Il y eut un XXe siècle bipolaire, partagé entre le communisme et le capitalisme occidental d'influence américaine. A la chute du bloc soviétique, on a cru quelques années à l'émergence d'une hégémonie américaine, aussi bien économique et militaire que politique.
Et puis le grain de sable de la crise des marchés asiatiques de 1997 est arrivé, grippant la régulière ascension de l'empire américain vers le trône mondial.
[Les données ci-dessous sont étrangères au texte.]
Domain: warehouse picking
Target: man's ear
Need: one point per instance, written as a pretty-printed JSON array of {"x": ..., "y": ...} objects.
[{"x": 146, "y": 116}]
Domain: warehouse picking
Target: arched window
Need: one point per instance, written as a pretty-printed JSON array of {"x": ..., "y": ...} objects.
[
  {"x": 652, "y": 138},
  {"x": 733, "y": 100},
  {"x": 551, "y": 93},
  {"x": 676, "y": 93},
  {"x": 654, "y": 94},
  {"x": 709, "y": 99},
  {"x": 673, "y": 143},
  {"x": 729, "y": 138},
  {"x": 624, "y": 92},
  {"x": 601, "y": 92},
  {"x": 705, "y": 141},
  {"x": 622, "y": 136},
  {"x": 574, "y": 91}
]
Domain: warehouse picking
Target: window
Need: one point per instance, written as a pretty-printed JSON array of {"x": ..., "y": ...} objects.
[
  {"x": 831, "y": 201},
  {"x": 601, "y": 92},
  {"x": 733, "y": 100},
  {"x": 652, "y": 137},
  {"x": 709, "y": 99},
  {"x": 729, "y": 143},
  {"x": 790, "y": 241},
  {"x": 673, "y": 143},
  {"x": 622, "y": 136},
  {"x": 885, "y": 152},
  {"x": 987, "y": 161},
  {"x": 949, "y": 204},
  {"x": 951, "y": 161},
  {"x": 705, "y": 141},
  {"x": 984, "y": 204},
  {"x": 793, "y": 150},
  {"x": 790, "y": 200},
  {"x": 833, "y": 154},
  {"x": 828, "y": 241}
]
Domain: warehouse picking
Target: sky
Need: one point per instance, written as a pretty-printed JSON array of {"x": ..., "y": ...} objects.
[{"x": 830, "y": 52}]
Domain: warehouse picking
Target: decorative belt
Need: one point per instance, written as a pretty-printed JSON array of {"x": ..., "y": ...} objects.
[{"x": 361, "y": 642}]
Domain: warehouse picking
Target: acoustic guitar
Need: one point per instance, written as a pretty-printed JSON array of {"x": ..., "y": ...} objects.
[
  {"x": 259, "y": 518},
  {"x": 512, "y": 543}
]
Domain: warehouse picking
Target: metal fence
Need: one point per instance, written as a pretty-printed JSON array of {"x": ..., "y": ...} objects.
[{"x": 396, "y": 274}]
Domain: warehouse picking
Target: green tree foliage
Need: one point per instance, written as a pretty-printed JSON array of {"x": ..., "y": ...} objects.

Car en balayant le château de sable des spéculations asiatiques, l'explosion de la bulle a aussi démontré l'incapacité des Etats-Unis à contrôler le libéralisme financier qu'ils ont initié.
La leçon a été dure pour les économies asiatiques (Malaisie, Indonésie…) ou sud-américaines (Argentine, Brésil…), mais aussi pleine d'enseignements : les Etats-Unis ne pouvant pas grand-chose pour eux, inutile de laisser l'Amérique gérer leurs affaires intérieures à coup de politiques monétaires.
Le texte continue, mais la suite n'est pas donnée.